Recently, Mr. Trump has been lashing out at both vote by mail and absentee voting, at first raising his allegations in April in a tweet and later decrying a decision in California to mail ballots to every voter for November as a “scam.” But the president has also been inconsistent on the issue: on the same day that he criticized the decision in California, he encouraged voters to mail in their ballots for a local congressional race.
Election experts noted that the process Mr. Trump criticized was actually a protective measure against voter fraud.
“A ballot application is returned to state officials who ensure that the information on it is accurate and the person applying for a ballot is entitled to get it,” said Richard L. Hasen, a professor at University of California, Irvine, who specializes in election law. “So it’s a safeguard.”
Mr. Hasen said that the broadsides from Mr. Trump follow a pattern of lashing out against expanding access to voting, even as there remains no evidence to support his claims.
“Trump seems to think that anything that makes it easier for people to vote is going to hurt him,” Mr. Hasen said, “and he’s consistently expressed the view that anything that makes it easier to vote leads to voter fraud when there is absolutely no evidence to support that claim.”

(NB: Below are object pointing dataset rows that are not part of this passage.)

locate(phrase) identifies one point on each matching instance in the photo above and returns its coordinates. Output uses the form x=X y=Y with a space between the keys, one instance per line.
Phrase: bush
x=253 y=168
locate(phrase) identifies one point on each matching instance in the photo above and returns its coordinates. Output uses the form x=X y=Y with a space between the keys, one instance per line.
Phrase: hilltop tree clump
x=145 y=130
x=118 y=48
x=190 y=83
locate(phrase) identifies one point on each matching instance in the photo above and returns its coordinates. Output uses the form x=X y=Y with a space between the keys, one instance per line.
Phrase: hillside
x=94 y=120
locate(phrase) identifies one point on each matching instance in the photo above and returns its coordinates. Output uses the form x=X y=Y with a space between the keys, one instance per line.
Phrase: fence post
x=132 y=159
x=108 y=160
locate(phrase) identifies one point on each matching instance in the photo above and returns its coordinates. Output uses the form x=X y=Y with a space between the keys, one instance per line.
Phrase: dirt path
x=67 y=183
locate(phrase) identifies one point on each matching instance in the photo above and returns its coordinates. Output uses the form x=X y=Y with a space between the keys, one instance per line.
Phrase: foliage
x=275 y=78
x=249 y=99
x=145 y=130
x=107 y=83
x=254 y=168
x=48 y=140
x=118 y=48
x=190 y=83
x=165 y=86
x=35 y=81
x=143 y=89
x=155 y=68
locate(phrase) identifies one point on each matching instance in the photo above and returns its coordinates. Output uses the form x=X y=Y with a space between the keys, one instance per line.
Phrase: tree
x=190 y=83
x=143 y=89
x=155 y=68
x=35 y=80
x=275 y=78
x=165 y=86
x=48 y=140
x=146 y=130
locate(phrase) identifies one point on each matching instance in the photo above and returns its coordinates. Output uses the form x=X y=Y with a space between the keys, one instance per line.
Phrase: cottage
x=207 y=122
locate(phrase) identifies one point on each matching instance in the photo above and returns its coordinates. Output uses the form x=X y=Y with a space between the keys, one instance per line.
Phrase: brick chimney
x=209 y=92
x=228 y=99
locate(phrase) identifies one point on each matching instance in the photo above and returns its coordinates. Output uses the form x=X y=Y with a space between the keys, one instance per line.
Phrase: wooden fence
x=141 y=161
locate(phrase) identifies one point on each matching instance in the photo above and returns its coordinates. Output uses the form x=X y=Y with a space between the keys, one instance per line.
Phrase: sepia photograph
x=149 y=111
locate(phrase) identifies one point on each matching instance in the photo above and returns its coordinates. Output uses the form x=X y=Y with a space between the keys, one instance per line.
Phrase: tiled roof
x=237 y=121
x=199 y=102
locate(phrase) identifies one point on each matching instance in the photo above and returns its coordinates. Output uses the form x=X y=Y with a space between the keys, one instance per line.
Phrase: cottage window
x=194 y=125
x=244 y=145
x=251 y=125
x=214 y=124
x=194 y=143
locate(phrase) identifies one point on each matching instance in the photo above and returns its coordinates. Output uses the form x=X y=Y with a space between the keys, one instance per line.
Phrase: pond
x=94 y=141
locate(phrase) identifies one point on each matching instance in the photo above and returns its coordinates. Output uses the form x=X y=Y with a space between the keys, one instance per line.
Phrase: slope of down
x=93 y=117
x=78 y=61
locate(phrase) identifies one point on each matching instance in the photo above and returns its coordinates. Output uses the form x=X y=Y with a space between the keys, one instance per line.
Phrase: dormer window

Though Mr. Trump did not specify which funds he was threatening to withhold from states during a pandemic, election officials and Democrats in Congress have been clamoring for more money to help hold the November elections safely.
But the money that has already been appropriated through the Help America Vote Act and the CARES Act is already “out the door” and on the way to states, according to election officials; there is no way for Mr. Trump or his administration to hold up those funds.
Mr. Elias, the elections lawyer, said Mr. Trump could seek to withhold other funds but predicted such a move would be invalidated by the courts.
“The president does not have authority to withhold funding to a state based on the idea that people in the state may vote,” he said.
Mr. Trump’s attacks on mail voting have come largely in states with little history of large numbers of people casting absentee ballots, like Wisconsin. But he has not addressed mail voting in states where it has long been popular, such as Florida and Arizona, and often used to great success by Republican campaigns. Nor has Mr. Trump denigrated mail voting in the five states — Colorado, Hawaii, Oregon, Utah and Washington — that conduct elections entirely by mail.